Monday, 12 January 2009

And then there was one.....

Once upon a time in the Eighties there were three great American film makers who stood comparison with anyone the rest of the world had to offer; Woody Allen, Martin Scorsese, and Clint Eastwood.

Over the years Marty got obsessed with the fact that he didn't have an Oscar and seemed to be prepared to go to any lengths to get one. Eventually he got one with the overpraised The Departed - I know this because I was one of those who overpraised it. It's not that it wasn't good, it just wasn't great but at least it wasn't The Aviator so let's give him the Oscar and let him get on with his career.Sadly it hasn't turned out that way and we still await his next movie never mind his next great one.

Woody of course already had an Oscar but he seems to have turned out the same way. It's criminal to see the man who made Annie Hall and Manhattan and Hannah and Her Sisters bouncing around Europe for the cash to make films he wouldn't even have considered in his pomp. His latest Vicky Christina Barcelona is another to be watched through latticed fingers, whatever qualities it has are really only commendable in the sense that it's not Scoop or Cassandra's Dream. As he did in his British sojourn Allen confirms that he really only knows one type of character, even in a film set in Spain he manages to populate it with characters from the Upper West Side of New York. It's embarrassing to watch the film bounce around locations like a corporate for the Spanish Tourist Board - given the extensive narration I'm not even sure it qualifies as a film, possibly a narrated screencast. It makes you shudder with apprehension at the thought of his next film.

Meanwhile Clint Eastwood goes from strength to strength making films that are both conventional and challenging, a film about boxing that raises moral issues about euthanasia, a film about heroes that questions the nature of patriotism, and even a minor film like The Changeling raises questions about corruption and feminism.

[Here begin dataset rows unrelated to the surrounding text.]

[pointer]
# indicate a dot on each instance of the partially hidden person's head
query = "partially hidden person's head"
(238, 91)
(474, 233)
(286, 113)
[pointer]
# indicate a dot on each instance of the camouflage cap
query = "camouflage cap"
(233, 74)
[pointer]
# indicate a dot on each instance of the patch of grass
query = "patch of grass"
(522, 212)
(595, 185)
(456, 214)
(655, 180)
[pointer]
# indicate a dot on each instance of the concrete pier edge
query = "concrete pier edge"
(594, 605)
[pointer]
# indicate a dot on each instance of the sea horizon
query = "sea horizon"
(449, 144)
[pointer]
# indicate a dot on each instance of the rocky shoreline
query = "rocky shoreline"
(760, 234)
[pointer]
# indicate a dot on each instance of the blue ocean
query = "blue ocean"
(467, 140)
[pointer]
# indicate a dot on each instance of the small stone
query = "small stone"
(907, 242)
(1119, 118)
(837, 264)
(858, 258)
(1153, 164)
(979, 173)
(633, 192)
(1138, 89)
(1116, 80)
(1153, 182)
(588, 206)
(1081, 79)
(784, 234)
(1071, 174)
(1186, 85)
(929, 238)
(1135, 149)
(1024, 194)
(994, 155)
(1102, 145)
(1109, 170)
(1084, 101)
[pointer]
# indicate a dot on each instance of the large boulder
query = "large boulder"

Once upon a time there were three great American film makers - now we have one great film makers, and two makers of occasionally great films and there's a world of difference between those two categories.

Monday, 5 January 2009

What I did on my holidays

Did you know that the Oscars are barely six weeks away? Funny how things catch up with you quicker as you get older. I have spent the past few weeks catching up on award season contenders and my initial impression is that for the first time in a long time there may be some genuine competition this year. Generally by this time we have one film which has been annointed sometime before Xmas as the darling of the critics/chattering classes and it then processes regally amassing armfuls of baubles until Oscar night itself. Not so this year; there are a lot of worthy contenders and it is hard to make a strong case for any one film to the exception of others.

Doubt, for example, is not a great film but it has at least four Oscar-worthy performances. Similarly The Wrestler per se may not be worth a Best Picture nod but Mickey Rourke and Marisa Tomei will take a bit of beating. I think you might also say the same about Frank Langella and Michael Sheen in Frost/Nixon.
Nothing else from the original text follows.